Case Study 40.2: The Optimization That Worked Too Well

Background

Stratagem Analytics is a mid-sized political technology firm that provides AI-powered voter contact optimization to campaigns. In the most recent election cycle, Stratagem deployed a new deep learning system for a gubernatorial campaign — call it the Alvarez campaign — that represented a significant capability upgrade over their previous gradient-boosted models.

The new system used a neural network architecture that integrated voter file data, consumer behavioral data, social media signal data, and historical campaign response data to generate contact priority scores. The system was trained on data from 23 previous campaigns that Stratagem had run. It updated its predictions in real time as canvassers submitted contact results, creating a feedback loop that continuously refined its estimates of which voters were most likely to be persuaded.

The system performed remarkably well by its primary metric: voter contact efficiency. In field tests during the primary, the system produced a 31% higher rate of successful persuasion contacts per canvassing hour compared to the control (traditional priority-score) approach. The campaign's field director was enthusiastic.

The Problem That Emerged

Six weeks before Election Day, Stratagem's data team ran a routine geographic analysis of the system's recommendations. They noticed something unexpected: the system was consistently assigning very low priority scores to voters in three specific urban zip codes. These zip codes were predominantly Black and Hispanic communities with historically lower response rates to campaign contacts.

The field director had noticed this as well and had initially attributed it to the model correctly identifying that those areas were harder to contact — lower response rates meant lower expected persuasion per contact hour, which was exactly what the model was supposed to minimize.

But Stratagem's lead analyst, a 28-year-old named Devon, ran a deeper analysis. Devon found that the response rate differential explained only part of the priority gap. After controlling for historical response rates, census tract socioeconomic characteristics, and individual-level predictors, the model was still assigning substantially lower priority to Black and Hispanic voters than to white voters with similar individual-level contact likelihood.

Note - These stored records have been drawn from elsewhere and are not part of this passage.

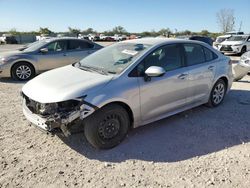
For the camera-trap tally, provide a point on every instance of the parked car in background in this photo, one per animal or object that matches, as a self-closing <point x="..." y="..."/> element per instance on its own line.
<point x="219" y="40"/>
<point x="242" y="68"/>
<point x="234" y="33"/>
<point x="126" y="85"/>
<point x="207" y="40"/>
<point x="8" y="39"/>
<point x="236" y="44"/>
<point x="25" y="63"/>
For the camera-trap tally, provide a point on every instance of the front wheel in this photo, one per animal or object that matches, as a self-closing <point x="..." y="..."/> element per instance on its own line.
<point x="217" y="94"/>
<point x="107" y="127"/>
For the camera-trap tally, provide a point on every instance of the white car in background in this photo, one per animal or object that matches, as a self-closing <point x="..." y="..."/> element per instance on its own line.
<point x="219" y="40"/>
<point x="237" y="44"/>
<point x="242" y="68"/>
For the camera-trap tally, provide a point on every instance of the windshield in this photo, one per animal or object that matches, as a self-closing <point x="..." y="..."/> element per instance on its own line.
<point x="237" y="38"/>
<point x="220" y="39"/>
<point x="35" y="46"/>
<point x="115" y="58"/>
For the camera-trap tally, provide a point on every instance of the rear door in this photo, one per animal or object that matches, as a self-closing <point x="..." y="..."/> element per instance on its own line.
<point x="79" y="49"/>
<point x="55" y="57"/>
<point x="202" y="64"/>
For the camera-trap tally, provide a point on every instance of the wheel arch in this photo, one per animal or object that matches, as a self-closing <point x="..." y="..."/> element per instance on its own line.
<point x="225" y="79"/>
<point x="126" y="107"/>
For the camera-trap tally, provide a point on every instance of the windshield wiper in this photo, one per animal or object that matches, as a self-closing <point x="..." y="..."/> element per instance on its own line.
<point x="96" y="69"/>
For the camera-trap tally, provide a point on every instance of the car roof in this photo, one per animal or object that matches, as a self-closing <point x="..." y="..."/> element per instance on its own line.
<point x="63" y="38"/>
<point x="156" y="41"/>
<point x="241" y="35"/>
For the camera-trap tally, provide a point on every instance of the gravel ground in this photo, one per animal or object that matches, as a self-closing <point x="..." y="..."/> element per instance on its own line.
<point x="201" y="147"/>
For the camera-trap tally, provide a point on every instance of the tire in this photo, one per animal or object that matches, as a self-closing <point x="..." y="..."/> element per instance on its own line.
<point x="107" y="127"/>
<point x="243" y="50"/>
<point x="27" y="74"/>
<point x="217" y="94"/>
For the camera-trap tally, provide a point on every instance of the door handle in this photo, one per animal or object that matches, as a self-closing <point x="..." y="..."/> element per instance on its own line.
<point x="182" y="76"/>
<point x="211" y="68"/>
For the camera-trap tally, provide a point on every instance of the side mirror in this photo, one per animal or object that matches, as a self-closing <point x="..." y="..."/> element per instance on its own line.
<point x="155" y="71"/>
<point x="44" y="50"/>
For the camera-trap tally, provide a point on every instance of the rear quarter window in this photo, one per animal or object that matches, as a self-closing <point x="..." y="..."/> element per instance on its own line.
<point x="79" y="45"/>
<point x="194" y="54"/>
<point x="209" y="55"/>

Devon investigated the training data. The 23 historical campaigns had all been run by Stratagem clients — which skewed toward competitive suburban and rural districts where the majority of the contact universe was white. The historical campaign response data from Black and Hispanic communities was thin. The model appeared to have learned, from this skewed training data, that Black and Hispanic voters were lower-value contacts — not because they were actually less persuadable, but because they had historically been contacted less and the model had encoded the historical under-investment as a preference.

The Compounding Factor

Devon's analysis also revealed a feedback loop problem. Because the model was continuously updating from current campaign data, its early-cycle under-prioritization of minority communities was reducing current contact rates in those communities — which was then feeding back into the model as additional evidence that these voters were lower-value. The model was becoming more biased over time, not less, because its own recommendations were generating the data it was learning from.

By the time Devon flagged this, the model had run for four weeks and the under-prioritization had compounded significantly. Correcting the model now — recalibrating it to prioritize the under-targeted communities — would require a significant resource reallocation in the final six weeks of a close campaign.

The Strategic Dilemma

Devon brings this finding to Stratagem's CEO, then together they bring it to the Alvarez campaign manager.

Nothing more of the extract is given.